Quando eu era “xóvem”, contando 20 primaveras, um dos meus passatempos prediletos era ser rata de sebo de vinil. O meu favorito era o Fígaro, Fígaro, Fíííííígaro, que (graças a Deus e aos donos) ainda funciona na Lamenha Lins, rodeado de prédios antigos lindíssimos.
Eu era apaixonada pelas bolachas, fossem elas da cor laranja, rosa, azul, amarela, ou, o clássico dos clássicos, o disquinho preto. Naquela época, corria os sebos atrás da minha obsessão por completar a coleção de álbuns do Caetano. Lembro da felicidade que senti quando encontrei o primeiro solo dele, que tem Alegria, Alegria, a preferida da minha mãe. Paguei o olho da cara de Tieta, eta, eta.

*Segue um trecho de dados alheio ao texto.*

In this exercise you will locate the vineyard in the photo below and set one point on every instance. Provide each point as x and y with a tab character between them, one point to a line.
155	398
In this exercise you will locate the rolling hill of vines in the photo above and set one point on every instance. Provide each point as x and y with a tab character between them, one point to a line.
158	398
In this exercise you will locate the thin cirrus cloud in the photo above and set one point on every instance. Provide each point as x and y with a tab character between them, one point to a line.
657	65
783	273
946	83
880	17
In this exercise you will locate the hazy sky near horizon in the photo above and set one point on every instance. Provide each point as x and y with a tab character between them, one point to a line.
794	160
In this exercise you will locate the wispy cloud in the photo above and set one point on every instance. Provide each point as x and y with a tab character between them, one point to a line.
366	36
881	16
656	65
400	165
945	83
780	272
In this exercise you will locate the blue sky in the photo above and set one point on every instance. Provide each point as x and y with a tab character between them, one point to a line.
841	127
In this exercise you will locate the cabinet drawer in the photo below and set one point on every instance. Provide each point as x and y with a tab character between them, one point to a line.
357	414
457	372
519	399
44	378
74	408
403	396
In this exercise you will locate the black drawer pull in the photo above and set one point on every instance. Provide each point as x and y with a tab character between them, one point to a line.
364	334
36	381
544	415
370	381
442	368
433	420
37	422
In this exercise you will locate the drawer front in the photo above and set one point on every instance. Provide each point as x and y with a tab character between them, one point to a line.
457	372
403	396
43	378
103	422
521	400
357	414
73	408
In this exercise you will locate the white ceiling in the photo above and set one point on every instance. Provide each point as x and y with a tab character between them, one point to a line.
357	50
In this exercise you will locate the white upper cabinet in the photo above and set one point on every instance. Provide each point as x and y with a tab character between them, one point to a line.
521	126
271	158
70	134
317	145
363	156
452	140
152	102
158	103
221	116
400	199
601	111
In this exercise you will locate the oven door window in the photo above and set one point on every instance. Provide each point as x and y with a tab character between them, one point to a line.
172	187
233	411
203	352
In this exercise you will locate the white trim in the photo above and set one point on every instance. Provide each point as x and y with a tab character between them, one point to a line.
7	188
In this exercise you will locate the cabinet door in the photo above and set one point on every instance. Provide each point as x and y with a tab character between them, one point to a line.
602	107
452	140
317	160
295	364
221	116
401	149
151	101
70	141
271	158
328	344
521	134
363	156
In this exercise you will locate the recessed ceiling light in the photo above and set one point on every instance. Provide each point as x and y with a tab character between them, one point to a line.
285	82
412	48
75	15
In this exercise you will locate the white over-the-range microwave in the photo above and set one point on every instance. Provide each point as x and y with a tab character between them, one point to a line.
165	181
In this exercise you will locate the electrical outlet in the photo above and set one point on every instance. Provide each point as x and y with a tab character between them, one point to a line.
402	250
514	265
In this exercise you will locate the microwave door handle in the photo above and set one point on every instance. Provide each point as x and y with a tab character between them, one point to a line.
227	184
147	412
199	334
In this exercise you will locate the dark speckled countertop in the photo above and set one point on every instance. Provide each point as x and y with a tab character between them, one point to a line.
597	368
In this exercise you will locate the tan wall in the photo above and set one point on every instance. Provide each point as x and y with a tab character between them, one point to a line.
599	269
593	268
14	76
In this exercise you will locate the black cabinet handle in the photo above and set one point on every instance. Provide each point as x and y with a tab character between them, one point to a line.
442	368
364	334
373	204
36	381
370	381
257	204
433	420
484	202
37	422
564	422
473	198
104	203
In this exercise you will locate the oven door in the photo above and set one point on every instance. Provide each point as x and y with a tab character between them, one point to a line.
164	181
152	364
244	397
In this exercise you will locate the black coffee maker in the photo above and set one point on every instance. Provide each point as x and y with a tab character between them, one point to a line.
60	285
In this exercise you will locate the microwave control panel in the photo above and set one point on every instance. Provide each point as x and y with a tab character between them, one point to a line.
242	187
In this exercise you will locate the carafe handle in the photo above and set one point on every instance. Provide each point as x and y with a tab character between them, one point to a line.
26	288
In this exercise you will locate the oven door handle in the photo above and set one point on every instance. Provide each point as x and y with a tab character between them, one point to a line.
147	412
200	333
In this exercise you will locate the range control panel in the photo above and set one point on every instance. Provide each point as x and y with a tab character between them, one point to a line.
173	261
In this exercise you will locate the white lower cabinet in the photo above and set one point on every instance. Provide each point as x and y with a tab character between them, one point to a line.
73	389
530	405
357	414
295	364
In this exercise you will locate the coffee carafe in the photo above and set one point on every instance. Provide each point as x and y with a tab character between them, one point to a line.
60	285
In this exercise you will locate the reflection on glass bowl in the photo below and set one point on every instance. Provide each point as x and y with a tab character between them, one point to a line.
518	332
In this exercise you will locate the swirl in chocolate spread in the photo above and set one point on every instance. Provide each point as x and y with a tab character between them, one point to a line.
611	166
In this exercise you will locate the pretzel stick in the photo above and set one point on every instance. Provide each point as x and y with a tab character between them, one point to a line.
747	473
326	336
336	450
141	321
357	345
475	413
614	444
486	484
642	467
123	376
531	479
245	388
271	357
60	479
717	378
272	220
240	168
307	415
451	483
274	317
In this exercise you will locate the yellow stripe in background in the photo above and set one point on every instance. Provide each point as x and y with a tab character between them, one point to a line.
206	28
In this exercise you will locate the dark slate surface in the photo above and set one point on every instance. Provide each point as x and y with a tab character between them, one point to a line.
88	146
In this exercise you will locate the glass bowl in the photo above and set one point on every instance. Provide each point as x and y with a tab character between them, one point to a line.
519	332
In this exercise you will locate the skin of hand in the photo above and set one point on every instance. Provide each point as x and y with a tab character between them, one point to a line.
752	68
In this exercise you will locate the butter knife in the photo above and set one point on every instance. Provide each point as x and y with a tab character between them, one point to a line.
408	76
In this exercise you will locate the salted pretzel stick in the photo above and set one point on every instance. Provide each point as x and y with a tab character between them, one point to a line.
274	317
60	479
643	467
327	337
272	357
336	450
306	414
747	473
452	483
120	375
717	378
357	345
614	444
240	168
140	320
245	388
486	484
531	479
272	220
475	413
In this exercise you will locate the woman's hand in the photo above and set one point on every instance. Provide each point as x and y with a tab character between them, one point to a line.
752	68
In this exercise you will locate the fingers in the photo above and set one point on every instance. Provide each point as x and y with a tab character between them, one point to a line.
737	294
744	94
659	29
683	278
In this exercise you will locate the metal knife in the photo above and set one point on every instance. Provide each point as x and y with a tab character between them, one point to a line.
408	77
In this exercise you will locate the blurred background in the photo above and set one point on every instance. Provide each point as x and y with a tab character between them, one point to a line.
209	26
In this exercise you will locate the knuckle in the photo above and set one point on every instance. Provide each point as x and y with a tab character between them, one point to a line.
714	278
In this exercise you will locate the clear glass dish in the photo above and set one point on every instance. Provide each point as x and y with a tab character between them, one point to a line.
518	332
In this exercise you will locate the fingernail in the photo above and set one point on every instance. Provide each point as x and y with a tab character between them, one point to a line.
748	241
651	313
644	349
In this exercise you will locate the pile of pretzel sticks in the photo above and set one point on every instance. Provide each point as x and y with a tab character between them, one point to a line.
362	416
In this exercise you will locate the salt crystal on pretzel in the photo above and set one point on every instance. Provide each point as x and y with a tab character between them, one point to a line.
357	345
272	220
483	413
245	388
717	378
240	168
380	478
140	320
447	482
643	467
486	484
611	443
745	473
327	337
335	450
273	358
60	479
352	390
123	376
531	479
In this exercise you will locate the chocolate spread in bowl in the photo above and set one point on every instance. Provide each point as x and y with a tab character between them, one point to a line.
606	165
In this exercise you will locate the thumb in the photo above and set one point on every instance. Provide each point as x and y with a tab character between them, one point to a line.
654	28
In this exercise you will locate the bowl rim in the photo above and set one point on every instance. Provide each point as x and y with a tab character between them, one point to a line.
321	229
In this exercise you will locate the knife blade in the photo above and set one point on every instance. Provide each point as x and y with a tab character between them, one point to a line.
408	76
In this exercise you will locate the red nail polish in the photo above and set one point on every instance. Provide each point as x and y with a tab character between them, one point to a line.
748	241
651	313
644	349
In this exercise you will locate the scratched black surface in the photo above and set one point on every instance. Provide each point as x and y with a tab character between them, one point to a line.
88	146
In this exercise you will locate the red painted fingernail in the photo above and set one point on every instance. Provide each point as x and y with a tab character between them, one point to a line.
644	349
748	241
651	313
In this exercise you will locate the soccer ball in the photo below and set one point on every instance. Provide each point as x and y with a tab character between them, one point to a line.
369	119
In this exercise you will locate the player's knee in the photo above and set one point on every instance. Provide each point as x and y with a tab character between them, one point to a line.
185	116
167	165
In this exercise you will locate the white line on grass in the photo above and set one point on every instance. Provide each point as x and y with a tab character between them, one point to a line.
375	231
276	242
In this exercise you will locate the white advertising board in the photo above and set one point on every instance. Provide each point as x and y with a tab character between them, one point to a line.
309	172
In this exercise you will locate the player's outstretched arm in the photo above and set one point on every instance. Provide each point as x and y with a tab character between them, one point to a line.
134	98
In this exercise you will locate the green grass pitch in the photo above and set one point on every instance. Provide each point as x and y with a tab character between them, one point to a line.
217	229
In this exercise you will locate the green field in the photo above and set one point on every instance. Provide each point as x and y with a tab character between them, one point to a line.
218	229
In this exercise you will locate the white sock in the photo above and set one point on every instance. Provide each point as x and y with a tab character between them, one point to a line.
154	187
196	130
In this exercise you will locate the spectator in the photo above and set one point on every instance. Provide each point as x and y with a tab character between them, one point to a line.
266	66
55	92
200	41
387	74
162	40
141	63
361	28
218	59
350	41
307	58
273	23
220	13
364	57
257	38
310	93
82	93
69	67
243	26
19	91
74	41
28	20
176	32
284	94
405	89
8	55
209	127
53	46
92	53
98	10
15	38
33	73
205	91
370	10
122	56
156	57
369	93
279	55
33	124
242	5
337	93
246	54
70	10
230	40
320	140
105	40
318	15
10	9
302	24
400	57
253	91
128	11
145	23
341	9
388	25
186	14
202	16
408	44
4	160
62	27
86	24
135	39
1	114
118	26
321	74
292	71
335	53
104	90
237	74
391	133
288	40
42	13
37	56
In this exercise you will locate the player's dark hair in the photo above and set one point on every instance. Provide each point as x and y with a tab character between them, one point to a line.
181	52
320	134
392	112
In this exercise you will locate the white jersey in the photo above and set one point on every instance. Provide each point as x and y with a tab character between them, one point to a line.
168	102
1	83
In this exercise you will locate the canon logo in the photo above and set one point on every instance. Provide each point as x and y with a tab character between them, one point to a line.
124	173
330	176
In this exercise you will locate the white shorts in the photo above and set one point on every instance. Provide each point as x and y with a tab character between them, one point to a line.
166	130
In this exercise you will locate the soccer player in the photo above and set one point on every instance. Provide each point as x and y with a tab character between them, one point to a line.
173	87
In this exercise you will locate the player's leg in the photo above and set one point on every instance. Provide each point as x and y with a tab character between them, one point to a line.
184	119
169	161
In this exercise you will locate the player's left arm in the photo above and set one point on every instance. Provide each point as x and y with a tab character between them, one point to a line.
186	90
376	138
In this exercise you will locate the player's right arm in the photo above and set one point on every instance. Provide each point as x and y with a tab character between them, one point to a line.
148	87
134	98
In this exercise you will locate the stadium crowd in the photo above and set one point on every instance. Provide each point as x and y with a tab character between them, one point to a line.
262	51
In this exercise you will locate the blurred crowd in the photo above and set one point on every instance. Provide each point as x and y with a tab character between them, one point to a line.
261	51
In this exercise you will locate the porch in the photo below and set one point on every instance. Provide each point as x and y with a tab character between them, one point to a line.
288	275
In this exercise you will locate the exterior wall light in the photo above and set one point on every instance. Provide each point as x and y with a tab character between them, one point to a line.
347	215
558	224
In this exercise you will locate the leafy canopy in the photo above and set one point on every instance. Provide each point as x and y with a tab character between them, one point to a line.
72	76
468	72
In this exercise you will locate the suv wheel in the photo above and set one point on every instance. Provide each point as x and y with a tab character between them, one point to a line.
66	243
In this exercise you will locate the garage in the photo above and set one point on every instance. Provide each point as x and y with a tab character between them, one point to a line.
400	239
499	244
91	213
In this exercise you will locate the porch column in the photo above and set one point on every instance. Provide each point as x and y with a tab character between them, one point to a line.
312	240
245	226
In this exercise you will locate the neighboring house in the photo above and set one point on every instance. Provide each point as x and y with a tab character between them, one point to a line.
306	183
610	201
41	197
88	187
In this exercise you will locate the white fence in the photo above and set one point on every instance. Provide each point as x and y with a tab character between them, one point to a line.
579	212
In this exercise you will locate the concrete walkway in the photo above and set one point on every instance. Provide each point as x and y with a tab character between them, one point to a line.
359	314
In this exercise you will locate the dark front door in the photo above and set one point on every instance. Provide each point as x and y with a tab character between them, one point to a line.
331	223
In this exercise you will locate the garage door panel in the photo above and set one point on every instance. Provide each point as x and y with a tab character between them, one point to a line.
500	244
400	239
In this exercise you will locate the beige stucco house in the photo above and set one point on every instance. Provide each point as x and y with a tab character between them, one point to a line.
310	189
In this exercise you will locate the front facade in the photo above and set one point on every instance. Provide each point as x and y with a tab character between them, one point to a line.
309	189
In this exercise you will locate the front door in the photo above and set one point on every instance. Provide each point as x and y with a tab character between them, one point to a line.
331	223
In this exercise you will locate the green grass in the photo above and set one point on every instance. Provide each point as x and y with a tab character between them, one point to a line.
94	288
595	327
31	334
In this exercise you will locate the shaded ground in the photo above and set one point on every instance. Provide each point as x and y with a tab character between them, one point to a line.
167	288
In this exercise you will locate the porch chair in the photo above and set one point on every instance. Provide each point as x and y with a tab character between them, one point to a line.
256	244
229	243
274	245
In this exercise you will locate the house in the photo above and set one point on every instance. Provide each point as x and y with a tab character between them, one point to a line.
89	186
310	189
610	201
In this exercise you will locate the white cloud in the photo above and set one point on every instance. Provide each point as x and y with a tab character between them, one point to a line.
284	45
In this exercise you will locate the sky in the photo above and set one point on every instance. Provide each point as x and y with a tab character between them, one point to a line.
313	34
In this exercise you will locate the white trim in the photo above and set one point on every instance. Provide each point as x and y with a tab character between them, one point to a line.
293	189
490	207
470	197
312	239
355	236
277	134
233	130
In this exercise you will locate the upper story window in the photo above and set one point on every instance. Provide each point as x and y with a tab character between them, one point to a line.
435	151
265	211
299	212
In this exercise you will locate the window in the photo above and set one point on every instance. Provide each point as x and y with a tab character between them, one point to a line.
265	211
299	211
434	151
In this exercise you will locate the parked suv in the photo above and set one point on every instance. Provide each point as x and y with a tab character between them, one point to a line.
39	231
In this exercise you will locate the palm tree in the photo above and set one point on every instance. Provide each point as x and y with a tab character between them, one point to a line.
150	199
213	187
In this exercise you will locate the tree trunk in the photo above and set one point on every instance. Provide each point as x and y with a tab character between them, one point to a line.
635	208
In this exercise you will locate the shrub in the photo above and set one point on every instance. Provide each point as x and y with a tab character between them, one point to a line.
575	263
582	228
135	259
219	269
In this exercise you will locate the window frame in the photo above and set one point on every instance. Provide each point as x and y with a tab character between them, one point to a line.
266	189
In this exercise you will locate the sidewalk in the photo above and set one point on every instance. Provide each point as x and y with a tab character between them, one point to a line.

Assim como os livros que meus pais compravam, os LPs marcaram a minha infância e continuam ocupando um lugar especial na minha vida.
Depois de 70 dias de quarentena, é realmente uma tarefa estafante encontrar opções pra entreter uma criança de 4 anos que salta do Netflix ao YouTube. Do celular à televisão. Da amoeba – que suja o teto, gruda na roupa, me deixa louca – ao jogo de tabuleiro do Toy Story. Do Talking Tom pro Just Dance.
Resolvi, então, fazer um experimento com Totônio e dar uma de mamãe DJ. O guri dispensou logo de cara meu Abbey Road, o último – e um dos melhores – discos gravados pelos Beatles (o último lançado foi Let it be), que virou um tiozinho de meia idade ano passado. Mas resolveu dar uma chance ao disquinho cor-de-rosa com historinhas do arco da velha, que o pai dele ouvia quando pequeno. Achei que Totônio ia torcer aquele narizinho fofinho pro ruído do vinil velho, girando, girando, girando no toca-discos que, diga-se de passagem, não é profissional, mas é bonitinho e cumpre o prometido em se tratando de custo-benefício.
Pensei ainda que o guri meteria a mãozinha de dedinhos compridos na pequena agulha de safira que dura o suficiente para ouvir apenas uns 50 discos. Consegui impedir que ele destravasse a agulha com seu modo sutil e, voilà: surgiu aquela música estridente dando espaço para a voz da Janete Clair, a narradora e célebre autora de novelas.
Totônio estava entretido com um jogo de tabuleiro, mas conseguia prestar atenção às historinhas, bastante significativas, embora curtas. Tanto é que, no dia seguinte, pediu pra ouvir novamente a do Coelhinho e da Raposa.
A raposa tenta comer o coelho de tudo quanto é jeito. O bichinho, de voz irritante, chega até a ficar preso num espantalho, mas consegue escapar do predador. É claro que o verdadeiro sentido da história – que a raposa corre pela refeição e o coelho, pela vida – Totônio vai aprender no decorrer da sua jornada, que já começou um tanto diferente se compararmos a outras gerações.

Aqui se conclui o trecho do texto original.